Brazil’s soy industry vows to revise the pact only if protected from retroactive liability as the Supreme Court weighs key lawsuits.

Mato Grosso soybean tax incentives

By Brazil Stock Guide – Brazil’s oilseed industry group Abiove said it will only revise the country’s long-standing soy moratorium if the pact receives full legal protection against retroactive liability. The position was outlined by CEO André Nassar in an interview with Broadcast Agro, highlighted by Broadcast, after Brazil’s Supreme Court suspended all ongoing lawsuits involving the agreement.

The decision, issued by Justice Flávio Dino on Wednesday (5), came at Abiove’s request and halted all judicial and administrative actions tied to the moratorium, which was created in 2006 to bar purchases of soy grown on Amazon land cleared after July 2008.

Nassar said the pact cannot remain unchanged amid intensifying litigation. “Someone here really thinks the moratorium will stay exactly as it is with this level of litigation? No. So it will change,” he said. He added that both the Supreme Court and Brazil’s antitrust regulator Cade have already signaled that adjustments are necessary. “Justice Flávio Dino wrote exactly that. So, for us in the industry, that is a very clear signal,” he said.

Dino’s ruling froze three fronts of dispute: Cade’s investigation into alleged information-sharing among trading companies, a multibillion-real lawsuit by the Mato Grosso soybean and corn growers’ association Aprosoja-MT, and the constitutional review of state law 12.709/2024, which bans tax incentives for companies participating in the moratorium starting Thursday (1), January 2026.

Abiove sought to consolidate the litigation in one venue, Nassar said. “We understood that the decision would guide the Cade debate. But the Cade process didn’t move in the linear way we expected,” he said, noting that Cade opened a new probe on Sunday (3) as the Supreme Court was moving toward upholding the Mato Grosso law.

Nassar said the industry’s top concern is shielding the agreement’s 19-year history. “We will not change a moratorium under the risk that its past could be condemned,” he said, rejecting claims that the pact generated widespread harm to producers. “This idea of condemning the past of the moratorium is something producers are constructing. It’s not true. You can say it caused losses for some producers, but what did it do for soy? And for the entire market it created for soy?”

The group maintains ongoing discussions with the federal government, the federal prosecutor’s office and environmental NGOs. Talks with growers, however, remain tense. “We have a lot of difficulty negotiating with producers because every conversation ends with compensation demands on the table,” Nassar said.

He added that the national farm lobby CNA, which asked the Supreme Court to overturn Dino’s injunction, is likely to remain aligned with Aprosoja-MT to preserve the legal strategy behind the compensation lawsuit.

The 2026 enforcement of the Mato Grosso law is emerging as a turning point for the pact, Nassar said. “Each company will have to make a decision early next year.
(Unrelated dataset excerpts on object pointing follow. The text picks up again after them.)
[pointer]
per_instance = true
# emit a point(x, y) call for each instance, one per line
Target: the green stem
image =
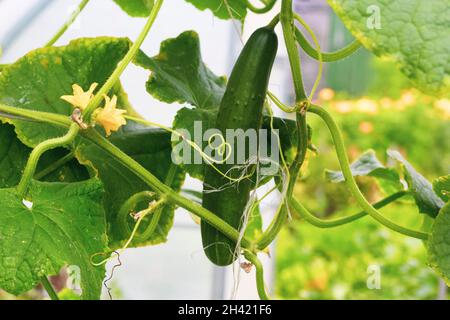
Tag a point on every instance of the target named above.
point(156, 216)
point(266, 8)
point(322, 223)
point(287, 22)
point(68, 23)
point(54, 166)
point(39, 151)
point(350, 181)
point(260, 286)
point(27, 115)
point(165, 191)
point(129, 206)
point(326, 56)
point(159, 187)
point(95, 102)
point(49, 288)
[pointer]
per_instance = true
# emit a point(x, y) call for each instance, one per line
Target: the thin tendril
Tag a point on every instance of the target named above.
point(350, 180)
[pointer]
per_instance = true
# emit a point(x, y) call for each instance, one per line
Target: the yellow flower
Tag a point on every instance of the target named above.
point(110, 117)
point(80, 99)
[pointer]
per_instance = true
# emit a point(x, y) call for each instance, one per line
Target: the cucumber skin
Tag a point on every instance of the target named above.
point(241, 108)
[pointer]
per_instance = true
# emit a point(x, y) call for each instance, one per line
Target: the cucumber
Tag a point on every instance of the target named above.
point(241, 108)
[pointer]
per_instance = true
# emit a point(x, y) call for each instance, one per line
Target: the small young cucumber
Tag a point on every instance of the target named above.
point(241, 108)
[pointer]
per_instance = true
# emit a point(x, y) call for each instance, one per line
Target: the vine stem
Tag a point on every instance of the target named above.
point(350, 180)
point(164, 191)
point(38, 151)
point(260, 286)
point(287, 23)
point(322, 223)
point(326, 56)
point(68, 23)
point(268, 5)
point(27, 115)
point(49, 288)
point(55, 165)
point(124, 63)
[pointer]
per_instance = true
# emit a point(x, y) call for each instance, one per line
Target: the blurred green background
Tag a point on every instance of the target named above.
point(333, 263)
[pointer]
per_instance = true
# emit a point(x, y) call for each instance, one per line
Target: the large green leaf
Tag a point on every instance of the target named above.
point(64, 226)
point(14, 155)
point(180, 75)
point(426, 199)
point(136, 8)
point(442, 187)
point(152, 149)
point(223, 9)
point(39, 79)
point(439, 244)
point(47, 74)
point(412, 32)
point(368, 165)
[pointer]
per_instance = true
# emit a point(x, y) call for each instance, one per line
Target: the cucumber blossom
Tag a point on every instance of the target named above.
point(241, 108)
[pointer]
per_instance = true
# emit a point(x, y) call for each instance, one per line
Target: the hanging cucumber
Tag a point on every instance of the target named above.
point(241, 108)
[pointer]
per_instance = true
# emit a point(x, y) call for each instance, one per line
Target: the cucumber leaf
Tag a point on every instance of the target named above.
point(223, 9)
point(14, 155)
point(412, 32)
point(421, 189)
point(179, 75)
point(439, 244)
point(442, 187)
point(64, 226)
point(136, 8)
point(369, 165)
point(152, 149)
point(46, 74)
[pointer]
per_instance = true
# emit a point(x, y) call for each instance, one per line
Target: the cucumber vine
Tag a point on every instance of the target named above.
point(159, 189)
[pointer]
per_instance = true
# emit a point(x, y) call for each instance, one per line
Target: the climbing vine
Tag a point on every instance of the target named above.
point(83, 176)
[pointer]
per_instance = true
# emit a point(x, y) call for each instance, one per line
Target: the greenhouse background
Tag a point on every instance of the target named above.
point(179, 268)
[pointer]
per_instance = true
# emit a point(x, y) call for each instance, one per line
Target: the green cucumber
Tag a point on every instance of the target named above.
point(241, 108)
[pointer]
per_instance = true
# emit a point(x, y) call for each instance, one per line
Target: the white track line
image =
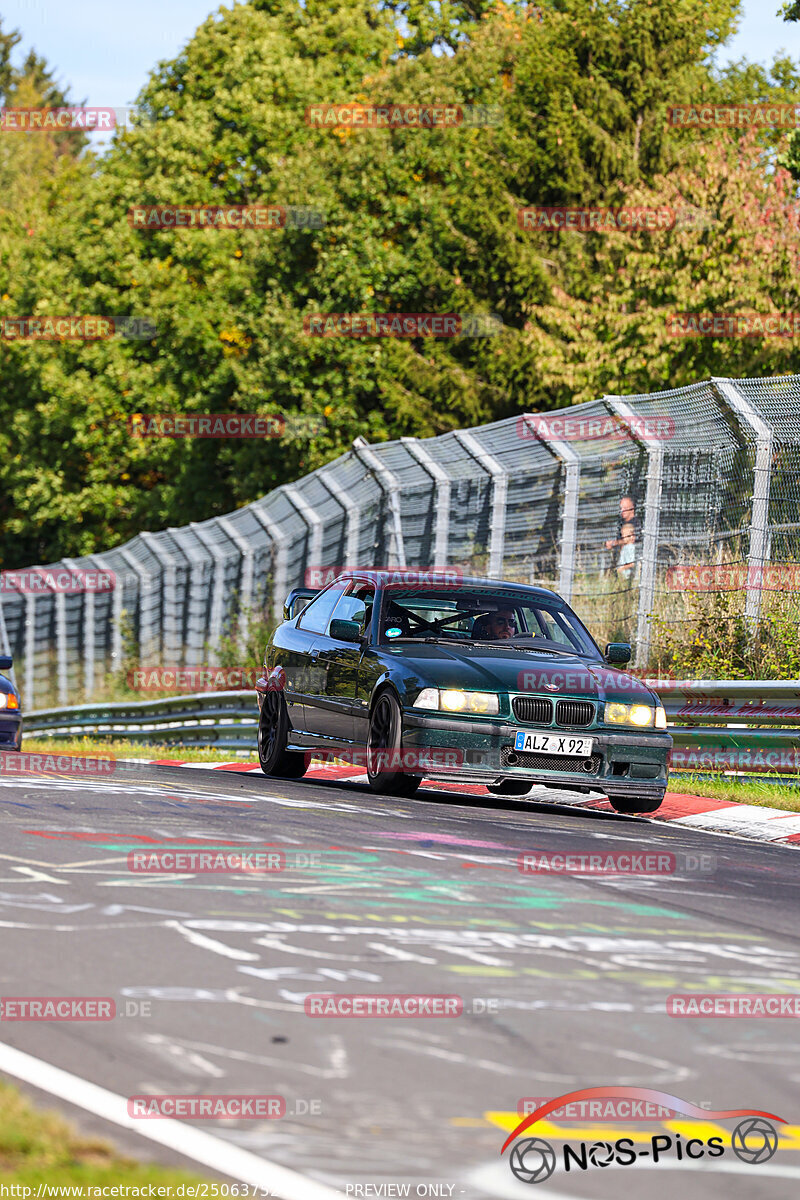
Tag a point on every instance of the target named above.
point(184, 1139)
It will become a commercial decision for each company,” he said, adding that some trading houses may withdraw. “If that will kill the moratorium, I don’t know, because some may leave and others may not.”

Responding to cartel allegations, he denied any collusion. “Discussion about price or production volume of each farmer — none of that happens there,” he said, describing the pact as limited to environmental compliance checks shared with NGOs and public agencies.

Nassar also rejected claims that the moratorium imposes stricter rules than Brazil’s Forest Code. He said legislation sets minimum requirements but does not restrict companies from adopting stronger voluntary standards. Internal Abiove data show that most farms blocked by the pact fail to fully comply with the law.

He said the moratorium has become a political flashpoint, especially in Mato Grosso, and the debate is likely to intensify as Brazil moves toward the 2026 elections, shaping the agreement’s future and the market behavior of major grain traders such as Bunge Ltd. (BG), Cargill Inc., Archer-Daniels-Midland Co. (ADM) and Louis Dreyfus Co.